Underlying operating profit declined by 11% to £96.m, underlying diluted earnings per share fell 22% to 79.1p and the total dividend per share was lifted by 5% to 35.9p.
The company said its Asia Pacific division was severely impacted by the previously announced challenges in its ASEAN and Waterway businesses.
Keller incurred an exceptional group restructuring charge of £61.4m, in line with its previous guidance, as it took actions to address underperforming units. As a result, the statutory loss for the period was £13.8m versus a profit of £87.5m in 2017.
Net debt was a bright spot in the results, coming at £286.2m and beating expectations by around £17m thanks to tighter working capital control and asset sales.
Chief executive officer Alain Michaelis said: "2018 results were deeply unsatisfactory with an 11% profit decline, as a result of which we have acted firmly in restructuring four of our business units. In addition we have continued to build the capability of the group, with the successful acquisition and integration of Moretrench in the US a notable highlight.
"The internal improvement measures, coupled with a stable market outlook, a healthy order book and Keller's leading position in the industry, give us confidence in the outlook for 2019."
At 0950 GMT, the shares were up 13.3% to 628.85p
Peel Hunt said: "While 2019 is inevitably set to be mixed in terms of end markets, our overall forecasts are unlikely to change. The group has continued to make progress on harmonising operations, sharing best practices as well as centralising some functions.

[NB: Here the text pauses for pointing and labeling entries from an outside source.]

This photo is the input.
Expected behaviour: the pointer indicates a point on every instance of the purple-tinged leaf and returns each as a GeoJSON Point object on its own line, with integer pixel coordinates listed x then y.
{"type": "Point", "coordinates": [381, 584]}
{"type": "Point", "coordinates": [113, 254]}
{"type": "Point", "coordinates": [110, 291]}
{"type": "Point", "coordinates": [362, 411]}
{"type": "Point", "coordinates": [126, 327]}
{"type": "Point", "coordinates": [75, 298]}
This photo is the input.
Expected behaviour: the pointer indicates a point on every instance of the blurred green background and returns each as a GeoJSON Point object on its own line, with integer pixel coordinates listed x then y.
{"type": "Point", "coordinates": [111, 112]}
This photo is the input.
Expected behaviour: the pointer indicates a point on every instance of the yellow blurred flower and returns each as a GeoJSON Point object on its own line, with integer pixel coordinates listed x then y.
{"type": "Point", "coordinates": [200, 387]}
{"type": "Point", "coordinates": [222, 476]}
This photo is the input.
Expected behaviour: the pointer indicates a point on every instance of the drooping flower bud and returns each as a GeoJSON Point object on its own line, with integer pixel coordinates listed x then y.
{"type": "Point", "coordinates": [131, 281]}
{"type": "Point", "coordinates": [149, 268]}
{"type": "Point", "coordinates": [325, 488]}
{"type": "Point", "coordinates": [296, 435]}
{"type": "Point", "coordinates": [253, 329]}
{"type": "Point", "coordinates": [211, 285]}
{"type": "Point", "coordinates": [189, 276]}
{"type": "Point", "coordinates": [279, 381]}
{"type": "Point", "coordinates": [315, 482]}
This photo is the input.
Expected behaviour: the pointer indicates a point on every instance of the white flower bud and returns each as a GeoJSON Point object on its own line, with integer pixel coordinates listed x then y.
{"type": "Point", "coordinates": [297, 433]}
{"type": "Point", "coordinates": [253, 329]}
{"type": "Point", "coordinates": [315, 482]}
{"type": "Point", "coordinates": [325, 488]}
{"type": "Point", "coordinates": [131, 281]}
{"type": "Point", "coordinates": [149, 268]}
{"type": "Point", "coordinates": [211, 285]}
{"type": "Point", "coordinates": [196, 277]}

"2019 we should see an improvement in the US results (slightly better mix, less one-off cost impacts and more integration benefits from the Moretrench acquisition). EMEA, which had a decent 2018, will probably see a slight drop in profits as the big contracts fully drop out. APAC is expected to move back into the black in H2 as the operational changes take effect and loss-making contracts complete. The group has also pointed to a tighter focus on debt, which should see leverage drop into a 1-1.5x band for the end of 2019.
"The shares have risen 12% year-to-date after a 49% drop in 2018. On current forecasts they are trading on a price-to-earnings of circa 6x with an EV/EBITDA of 3.5x and a free cash flow yield of circa 15%. While concerns remain, we think these ratings are too low and see the shares bouncing a bit today on the back of these more reassuring figures."